By Dean Seal
A subsidiary of commodities trader Gunvor Group will pay about $661 million in fines and forfeiture after pleading guilty to bribing Ecuadorian officials.
The U.S. Justice Department said Friday that Gunvor S.A. was charged with conspiring to bribe officials of Ecuador’s state-owned oil company in order to obtain contracts to buy oil products.
Gunvor pled guilty to the charge and was sentenced by a federal judge in Brooklyn to pay $374 million in fines and $287 million in forfeiture of ill-gotten gains.
Switzerland-based Gunvor said Friday that it takes responsibility for the actions of certain former agents and employees, who all stopped working with Gunvor before the Justice Department started its investigation. Gunvor also said its extensive cooperation with the investigation resulted in a lower fine.

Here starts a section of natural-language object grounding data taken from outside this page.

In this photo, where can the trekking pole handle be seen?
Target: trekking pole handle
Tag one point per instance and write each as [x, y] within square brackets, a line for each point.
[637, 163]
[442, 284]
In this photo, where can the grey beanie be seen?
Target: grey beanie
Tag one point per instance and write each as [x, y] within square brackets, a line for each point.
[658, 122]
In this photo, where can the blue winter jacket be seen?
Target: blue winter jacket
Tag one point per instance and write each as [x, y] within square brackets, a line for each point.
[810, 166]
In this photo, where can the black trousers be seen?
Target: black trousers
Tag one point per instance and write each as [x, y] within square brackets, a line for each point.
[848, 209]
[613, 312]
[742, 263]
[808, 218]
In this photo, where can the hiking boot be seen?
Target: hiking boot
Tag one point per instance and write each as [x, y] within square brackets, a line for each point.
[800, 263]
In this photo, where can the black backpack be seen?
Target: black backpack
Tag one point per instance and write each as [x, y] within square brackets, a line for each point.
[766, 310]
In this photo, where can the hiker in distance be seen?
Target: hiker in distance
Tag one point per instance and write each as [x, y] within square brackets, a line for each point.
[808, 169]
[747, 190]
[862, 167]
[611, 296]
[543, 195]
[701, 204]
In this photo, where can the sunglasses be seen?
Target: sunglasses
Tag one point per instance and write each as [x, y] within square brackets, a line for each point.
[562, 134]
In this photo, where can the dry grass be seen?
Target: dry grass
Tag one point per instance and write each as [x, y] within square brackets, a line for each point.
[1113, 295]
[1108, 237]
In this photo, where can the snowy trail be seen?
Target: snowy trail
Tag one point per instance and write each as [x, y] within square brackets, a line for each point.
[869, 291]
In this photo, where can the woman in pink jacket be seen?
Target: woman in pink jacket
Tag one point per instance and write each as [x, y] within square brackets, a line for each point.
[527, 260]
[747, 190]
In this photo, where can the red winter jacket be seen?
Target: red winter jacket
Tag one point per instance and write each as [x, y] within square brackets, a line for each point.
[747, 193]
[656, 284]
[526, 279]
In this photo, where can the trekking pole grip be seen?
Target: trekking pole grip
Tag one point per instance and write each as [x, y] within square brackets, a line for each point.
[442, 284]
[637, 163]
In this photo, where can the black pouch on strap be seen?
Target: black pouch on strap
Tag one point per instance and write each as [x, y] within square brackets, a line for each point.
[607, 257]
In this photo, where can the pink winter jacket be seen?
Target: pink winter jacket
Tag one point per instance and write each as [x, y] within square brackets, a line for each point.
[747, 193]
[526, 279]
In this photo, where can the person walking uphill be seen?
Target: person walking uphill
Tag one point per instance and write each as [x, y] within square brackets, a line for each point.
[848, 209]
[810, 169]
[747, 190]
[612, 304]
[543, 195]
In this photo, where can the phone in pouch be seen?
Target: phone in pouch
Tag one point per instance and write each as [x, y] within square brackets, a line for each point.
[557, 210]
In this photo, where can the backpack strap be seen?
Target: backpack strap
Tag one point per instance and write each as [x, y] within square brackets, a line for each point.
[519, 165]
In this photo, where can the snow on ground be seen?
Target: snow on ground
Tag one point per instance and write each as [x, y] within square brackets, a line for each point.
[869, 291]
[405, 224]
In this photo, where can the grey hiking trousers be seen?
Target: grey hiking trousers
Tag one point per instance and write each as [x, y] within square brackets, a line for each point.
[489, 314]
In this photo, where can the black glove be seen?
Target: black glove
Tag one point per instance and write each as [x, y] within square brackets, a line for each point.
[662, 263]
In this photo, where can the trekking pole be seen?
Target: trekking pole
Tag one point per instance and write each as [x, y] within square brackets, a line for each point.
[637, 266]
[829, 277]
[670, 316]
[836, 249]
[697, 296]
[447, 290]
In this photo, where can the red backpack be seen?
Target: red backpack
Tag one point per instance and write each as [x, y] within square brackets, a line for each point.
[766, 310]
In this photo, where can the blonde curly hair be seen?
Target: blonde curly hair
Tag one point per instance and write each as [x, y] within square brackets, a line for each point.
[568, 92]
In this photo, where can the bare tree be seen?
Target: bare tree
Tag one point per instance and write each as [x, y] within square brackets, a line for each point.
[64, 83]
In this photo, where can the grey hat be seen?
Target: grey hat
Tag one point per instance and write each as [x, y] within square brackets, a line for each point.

“As a company Gunvor made mistakes at the time, for which we are sorry and that we have worked diligently to fix,” Gunvor Group Chairman Torbjörn Törnqvist said in a statement.
The sentence includes millions of dollars in credits for amounts Gunvor pays to resolve parallel investigations by Swiss and Ecuadorian authorities into the scheme, so long as those payments are made within the next year.
The government said that from 2012 to 2020, Gunvor and co-conspirators paid more than $97 million to intermediaries that would use some of the money for bribes to numerous Ecuadorian officials, often routed through U.S. banks using shell companies in Panama and the British Virgin Islands.
Gunvor brought in more than $384 million in profits from the business it obtained this way, according to the Justice Department.